Provando ad affidare a questa storia un ordine cronologico, non si può che cominciare da quello che è stato – probabilmente – il più grande dei popoli: i Greci.
màrathon
Per indicare il finocchio essi usavano la parola màrathon (anche nella variante màrathron). Non è un caso: al finocchio è infatti legata la memoria eroica della madre di tutte le battaglie, la battaglia di Maratona, celebre regione dell’Attica, ma anche una pianura ricca di finocchi, che il soldato ateniese Filippide attraversò correndo per ben 42 km, per annunciare ai suoi concittadini la vittoria sugli spartani. Ancora oggi la maratona olimpica ha una lunghezza pari a 42 km.

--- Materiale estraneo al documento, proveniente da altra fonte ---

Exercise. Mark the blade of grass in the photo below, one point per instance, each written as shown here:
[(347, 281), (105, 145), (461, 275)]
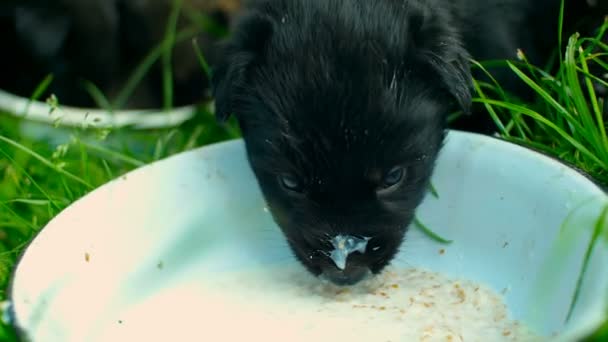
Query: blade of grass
[(579, 146), (600, 227), (577, 127), (28, 176), (201, 59), (595, 106), (430, 233), (97, 95), (490, 109), (578, 97), (169, 41), (142, 69), (45, 161), (113, 154), (40, 89)]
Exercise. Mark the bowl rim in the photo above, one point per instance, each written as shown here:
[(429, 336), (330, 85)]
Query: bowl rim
[(70, 116), (584, 179)]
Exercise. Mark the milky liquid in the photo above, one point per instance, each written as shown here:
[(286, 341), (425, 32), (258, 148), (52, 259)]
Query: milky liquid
[(287, 304)]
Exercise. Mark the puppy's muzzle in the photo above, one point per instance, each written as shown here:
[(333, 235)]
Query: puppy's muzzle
[(345, 273)]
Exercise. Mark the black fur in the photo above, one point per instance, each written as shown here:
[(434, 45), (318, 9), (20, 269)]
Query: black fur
[(335, 93)]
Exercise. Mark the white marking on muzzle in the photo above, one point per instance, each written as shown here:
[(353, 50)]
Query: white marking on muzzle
[(345, 245)]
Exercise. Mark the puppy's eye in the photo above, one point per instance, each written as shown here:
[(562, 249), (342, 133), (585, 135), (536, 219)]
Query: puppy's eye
[(290, 183), (393, 178)]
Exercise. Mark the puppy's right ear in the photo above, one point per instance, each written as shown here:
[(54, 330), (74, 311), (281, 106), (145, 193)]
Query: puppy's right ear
[(229, 76)]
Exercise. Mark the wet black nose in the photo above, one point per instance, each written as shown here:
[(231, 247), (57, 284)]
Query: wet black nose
[(351, 275)]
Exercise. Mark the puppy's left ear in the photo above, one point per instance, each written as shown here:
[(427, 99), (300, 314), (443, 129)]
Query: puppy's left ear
[(229, 76), (454, 71), (442, 49)]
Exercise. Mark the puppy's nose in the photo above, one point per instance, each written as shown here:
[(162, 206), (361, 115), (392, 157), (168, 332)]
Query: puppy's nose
[(345, 245)]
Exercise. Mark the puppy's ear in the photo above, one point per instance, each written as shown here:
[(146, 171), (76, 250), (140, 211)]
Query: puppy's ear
[(229, 76), (455, 73), (442, 49)]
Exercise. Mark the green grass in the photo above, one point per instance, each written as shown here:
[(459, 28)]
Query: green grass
[(41, 177)]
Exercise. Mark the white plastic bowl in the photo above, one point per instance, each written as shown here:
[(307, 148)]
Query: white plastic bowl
[(201, 211), (67, 116)]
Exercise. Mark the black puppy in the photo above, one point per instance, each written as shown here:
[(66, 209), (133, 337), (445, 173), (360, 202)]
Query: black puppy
[(343, 107)]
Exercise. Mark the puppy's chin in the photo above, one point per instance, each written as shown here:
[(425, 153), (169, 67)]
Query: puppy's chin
[(351, 275)]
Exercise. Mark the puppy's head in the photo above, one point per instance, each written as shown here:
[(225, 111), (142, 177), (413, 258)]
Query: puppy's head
[(343, 119)]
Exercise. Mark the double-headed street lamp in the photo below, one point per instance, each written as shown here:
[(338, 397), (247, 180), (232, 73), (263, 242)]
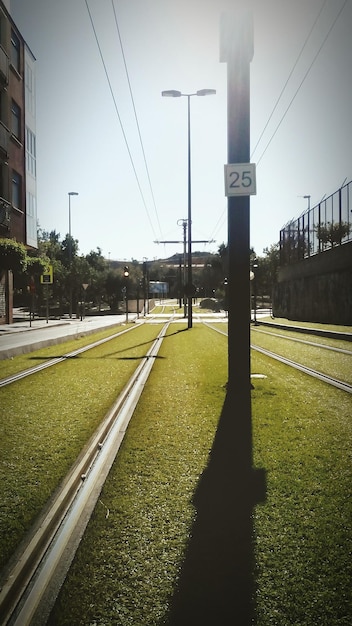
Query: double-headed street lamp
[(172, 93), (70, 193)]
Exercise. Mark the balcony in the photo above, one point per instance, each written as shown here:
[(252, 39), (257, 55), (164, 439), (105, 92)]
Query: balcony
[(5, 212), (4, 141), (4, 69)]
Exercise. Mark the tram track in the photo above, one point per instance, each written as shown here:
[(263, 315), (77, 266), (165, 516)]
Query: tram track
[(344, 386), (59, 359), (28, 589)]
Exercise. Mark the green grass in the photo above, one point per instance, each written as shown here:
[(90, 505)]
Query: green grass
[(337, 365), (134, 554), (46, 419), (128, 562), (11, 366), (283, 320), (303, 533)]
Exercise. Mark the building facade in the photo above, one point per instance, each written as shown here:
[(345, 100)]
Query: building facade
[(18, 197)]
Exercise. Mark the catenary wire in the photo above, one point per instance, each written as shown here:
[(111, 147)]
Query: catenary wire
[(135, 115), (119, 117), (302, 81), (288, 78)]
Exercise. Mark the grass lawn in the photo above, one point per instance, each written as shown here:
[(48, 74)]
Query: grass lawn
[(129, 560)]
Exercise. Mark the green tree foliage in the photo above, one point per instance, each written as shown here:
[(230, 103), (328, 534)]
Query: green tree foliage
[(13, 256)]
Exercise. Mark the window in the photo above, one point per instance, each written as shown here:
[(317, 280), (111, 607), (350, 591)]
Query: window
[(30, 89), (16, 120), (16, 190), (15, 51), (30, 152)]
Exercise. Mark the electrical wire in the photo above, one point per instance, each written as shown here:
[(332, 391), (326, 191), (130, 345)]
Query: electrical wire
[(288, 78), (302, 81), (135, 115), (119, 117)]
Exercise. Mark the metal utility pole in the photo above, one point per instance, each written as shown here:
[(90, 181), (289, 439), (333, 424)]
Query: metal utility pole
[(237, 52), (186, 283)]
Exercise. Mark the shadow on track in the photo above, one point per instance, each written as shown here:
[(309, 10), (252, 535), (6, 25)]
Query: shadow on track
[(216, 585)]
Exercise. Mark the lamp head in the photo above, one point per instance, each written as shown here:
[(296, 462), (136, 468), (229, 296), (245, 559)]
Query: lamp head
[(171, 93), (206, 92)]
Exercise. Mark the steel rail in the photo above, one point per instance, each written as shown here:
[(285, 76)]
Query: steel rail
[(309, 343), (54, 361), (307, 370), (27, 587)]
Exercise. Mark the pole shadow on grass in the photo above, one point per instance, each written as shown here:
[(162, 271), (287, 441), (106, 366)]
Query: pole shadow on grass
[(216, 585)]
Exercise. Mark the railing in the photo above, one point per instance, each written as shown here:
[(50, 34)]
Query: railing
[(324, 226), (5, 212), (4, 67)]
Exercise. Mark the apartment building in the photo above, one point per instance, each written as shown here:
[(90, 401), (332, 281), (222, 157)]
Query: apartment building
[(18, 203)]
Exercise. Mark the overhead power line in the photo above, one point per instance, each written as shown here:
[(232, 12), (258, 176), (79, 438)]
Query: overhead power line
[(288, 78), (118, 115), (302, 81), (135, 115)]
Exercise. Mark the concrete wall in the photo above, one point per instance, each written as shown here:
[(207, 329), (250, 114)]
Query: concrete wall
[(318, 289)]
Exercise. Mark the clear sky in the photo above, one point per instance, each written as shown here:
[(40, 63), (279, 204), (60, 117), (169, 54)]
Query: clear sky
[(134, 192)]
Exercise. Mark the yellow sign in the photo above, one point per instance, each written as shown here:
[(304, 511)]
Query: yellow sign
[(48, 277)]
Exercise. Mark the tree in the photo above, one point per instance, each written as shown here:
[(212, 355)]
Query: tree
[(13, 256)]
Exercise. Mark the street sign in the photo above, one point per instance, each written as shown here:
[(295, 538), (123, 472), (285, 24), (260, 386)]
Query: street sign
[(240, 179), (47, 277)]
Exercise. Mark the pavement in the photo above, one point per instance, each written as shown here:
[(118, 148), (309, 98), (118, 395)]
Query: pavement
[(24, 336)]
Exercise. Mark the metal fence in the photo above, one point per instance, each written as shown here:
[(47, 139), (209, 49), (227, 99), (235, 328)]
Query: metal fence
[(324, 226)]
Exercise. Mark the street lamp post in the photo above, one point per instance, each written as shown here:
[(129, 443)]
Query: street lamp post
[(172, 93), (70, 193)]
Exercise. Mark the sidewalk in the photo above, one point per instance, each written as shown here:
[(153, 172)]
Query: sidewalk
[(23, 336)]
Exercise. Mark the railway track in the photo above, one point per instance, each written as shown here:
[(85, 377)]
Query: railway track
[(54, 361), (31, 585), (29, 589), (344, 386)]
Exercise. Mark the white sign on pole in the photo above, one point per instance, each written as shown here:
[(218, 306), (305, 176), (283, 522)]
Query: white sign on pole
[(240, 179)]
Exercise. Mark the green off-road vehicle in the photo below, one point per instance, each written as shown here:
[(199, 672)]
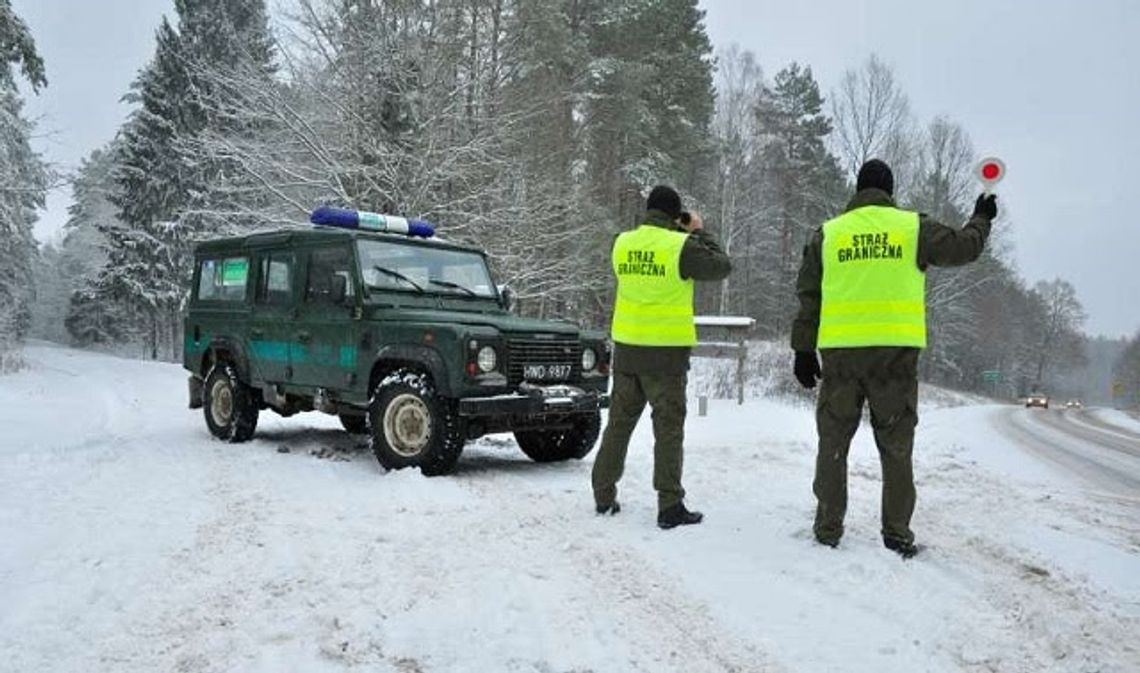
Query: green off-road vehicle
[(406, 339)]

Forse è la memoria di questa battaglia che ha fatto crescere nell’antichità la credenza che il finocchio fosse un simbolo di virilità guerriera. Anche se in quell’epoca non era l’alimento che conosciamo oggi, ma era piuttosto considerato un condimento aromatico e un’erba con proprietà medicinali: i suoi “semi” – che in realtà sono il frutto della pianta – venivano mangiati per le loro qualità rigeneranti e rinfrescanti. Addirittura sappiamo che se ne nutrivano in abbondanza i gladiatori prima di entrare nell’arena.

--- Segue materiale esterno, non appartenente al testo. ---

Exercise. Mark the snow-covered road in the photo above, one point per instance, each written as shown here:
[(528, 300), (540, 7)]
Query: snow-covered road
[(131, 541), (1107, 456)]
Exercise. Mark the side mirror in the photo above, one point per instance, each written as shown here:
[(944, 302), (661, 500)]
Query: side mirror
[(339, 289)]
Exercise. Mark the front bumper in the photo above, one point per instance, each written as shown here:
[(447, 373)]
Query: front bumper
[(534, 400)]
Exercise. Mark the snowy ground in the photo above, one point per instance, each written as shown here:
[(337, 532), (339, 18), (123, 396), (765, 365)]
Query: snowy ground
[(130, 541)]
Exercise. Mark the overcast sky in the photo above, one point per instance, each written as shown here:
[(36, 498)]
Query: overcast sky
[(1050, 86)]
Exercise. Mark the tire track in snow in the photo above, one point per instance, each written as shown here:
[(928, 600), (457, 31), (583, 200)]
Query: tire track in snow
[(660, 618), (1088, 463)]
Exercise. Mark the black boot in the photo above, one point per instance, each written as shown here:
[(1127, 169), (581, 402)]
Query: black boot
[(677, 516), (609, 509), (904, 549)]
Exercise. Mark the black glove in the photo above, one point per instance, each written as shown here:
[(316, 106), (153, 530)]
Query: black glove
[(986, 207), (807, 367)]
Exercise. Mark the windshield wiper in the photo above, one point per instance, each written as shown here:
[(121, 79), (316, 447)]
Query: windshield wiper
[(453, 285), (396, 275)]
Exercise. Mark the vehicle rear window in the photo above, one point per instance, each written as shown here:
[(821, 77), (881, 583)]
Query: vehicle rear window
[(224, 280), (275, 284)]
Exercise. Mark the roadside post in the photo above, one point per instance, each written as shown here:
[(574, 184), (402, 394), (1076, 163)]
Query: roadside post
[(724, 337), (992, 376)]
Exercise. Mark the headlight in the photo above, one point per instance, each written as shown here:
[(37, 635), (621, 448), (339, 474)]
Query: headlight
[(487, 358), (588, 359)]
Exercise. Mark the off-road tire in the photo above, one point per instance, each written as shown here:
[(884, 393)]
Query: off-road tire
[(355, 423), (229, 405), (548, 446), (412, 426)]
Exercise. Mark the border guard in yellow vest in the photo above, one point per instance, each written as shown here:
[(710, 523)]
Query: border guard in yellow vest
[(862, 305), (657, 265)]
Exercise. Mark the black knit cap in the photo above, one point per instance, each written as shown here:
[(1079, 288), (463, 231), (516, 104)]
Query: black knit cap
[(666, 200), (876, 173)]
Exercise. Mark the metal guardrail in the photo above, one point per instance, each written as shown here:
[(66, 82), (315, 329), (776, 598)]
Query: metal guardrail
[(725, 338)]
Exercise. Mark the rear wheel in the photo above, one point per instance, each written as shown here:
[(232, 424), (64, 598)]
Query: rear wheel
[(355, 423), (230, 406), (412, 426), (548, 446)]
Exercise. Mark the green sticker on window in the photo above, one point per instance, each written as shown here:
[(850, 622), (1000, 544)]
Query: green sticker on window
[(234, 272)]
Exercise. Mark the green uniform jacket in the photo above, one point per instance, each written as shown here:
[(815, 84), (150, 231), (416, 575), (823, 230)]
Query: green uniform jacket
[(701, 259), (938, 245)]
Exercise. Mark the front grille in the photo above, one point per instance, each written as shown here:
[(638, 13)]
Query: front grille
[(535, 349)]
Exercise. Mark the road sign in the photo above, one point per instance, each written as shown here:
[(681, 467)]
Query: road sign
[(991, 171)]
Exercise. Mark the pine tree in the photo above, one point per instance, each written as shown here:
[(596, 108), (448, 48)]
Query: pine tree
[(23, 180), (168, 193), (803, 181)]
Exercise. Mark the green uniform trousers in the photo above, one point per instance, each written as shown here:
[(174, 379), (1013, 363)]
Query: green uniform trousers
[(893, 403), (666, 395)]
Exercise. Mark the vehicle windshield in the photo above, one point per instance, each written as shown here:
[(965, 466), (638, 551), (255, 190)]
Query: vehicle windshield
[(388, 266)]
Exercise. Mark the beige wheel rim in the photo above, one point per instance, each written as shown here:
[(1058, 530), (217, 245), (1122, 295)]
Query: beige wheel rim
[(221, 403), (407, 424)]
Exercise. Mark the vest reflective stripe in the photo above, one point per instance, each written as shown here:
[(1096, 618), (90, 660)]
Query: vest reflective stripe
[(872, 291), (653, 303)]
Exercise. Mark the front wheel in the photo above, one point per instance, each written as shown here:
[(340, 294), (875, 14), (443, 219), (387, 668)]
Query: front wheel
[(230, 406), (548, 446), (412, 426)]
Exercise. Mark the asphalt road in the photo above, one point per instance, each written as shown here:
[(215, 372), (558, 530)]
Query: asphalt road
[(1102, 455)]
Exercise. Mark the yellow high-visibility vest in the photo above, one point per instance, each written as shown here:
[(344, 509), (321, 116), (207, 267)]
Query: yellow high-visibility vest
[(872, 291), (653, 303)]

L’utilizzo di questa pianta da parte dei Greci era così radicato nella loro cultura da trovarne citazioni lungo tutto l’arco della loro Letteratura.
Già Ippocrate (V-IV secolo a. C.) nel De morbis mulierum (Le malattie delle donne) scriveva: “Se il latte non c’è (la puerpera) beva anche il succo del finocchio e quello estratto dalle sue radici”

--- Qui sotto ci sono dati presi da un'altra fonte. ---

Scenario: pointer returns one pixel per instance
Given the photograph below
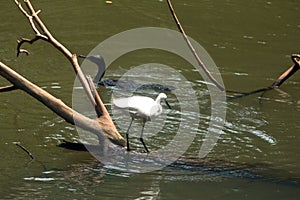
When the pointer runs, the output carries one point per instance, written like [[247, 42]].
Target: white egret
[[141, 107], [126, 84]]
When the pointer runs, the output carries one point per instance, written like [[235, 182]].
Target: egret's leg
[[141, 138], [127, 133]]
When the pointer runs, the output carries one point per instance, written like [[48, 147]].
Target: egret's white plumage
[[141, 107]]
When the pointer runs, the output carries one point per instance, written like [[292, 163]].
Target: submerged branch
[[276, 84], [200, 63]]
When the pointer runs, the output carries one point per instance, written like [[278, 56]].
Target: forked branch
[[103, 126]]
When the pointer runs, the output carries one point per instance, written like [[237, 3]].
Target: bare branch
[[25, 40], [8, 88], [61, 109], [24, 149], [200, 63]]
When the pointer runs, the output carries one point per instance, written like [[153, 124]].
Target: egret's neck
[[158, 99], [101, 71]]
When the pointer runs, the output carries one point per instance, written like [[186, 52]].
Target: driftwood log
[[103, 126]]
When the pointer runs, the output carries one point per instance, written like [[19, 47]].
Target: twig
[[24, 149], [289, 72], [282, 78], [8, 88], [47, 36], [200, 63]]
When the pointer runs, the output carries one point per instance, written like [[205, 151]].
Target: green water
[[251, 43]]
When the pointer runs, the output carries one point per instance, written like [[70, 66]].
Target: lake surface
[[250, 42]]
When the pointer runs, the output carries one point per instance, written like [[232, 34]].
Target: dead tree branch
[[103, 126], [61, 109], [276, 84], [200, 63], [8, 88]]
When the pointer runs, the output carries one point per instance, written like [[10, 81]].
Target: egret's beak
[[168, 104], [81, 56]]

Poi Nicandro di Colofone (II secolo a. C.), nel Theriakà (Antidoti contro gli animali velenosi): “quando (il serpente) ancora intorpidito dal letargo si spoglia della vecchia pelle a stento strisciando, quando in primavera uscendo dalla tana è quasi cieco, un’umida cima di finocchio lo rende veloce e di vista acuta”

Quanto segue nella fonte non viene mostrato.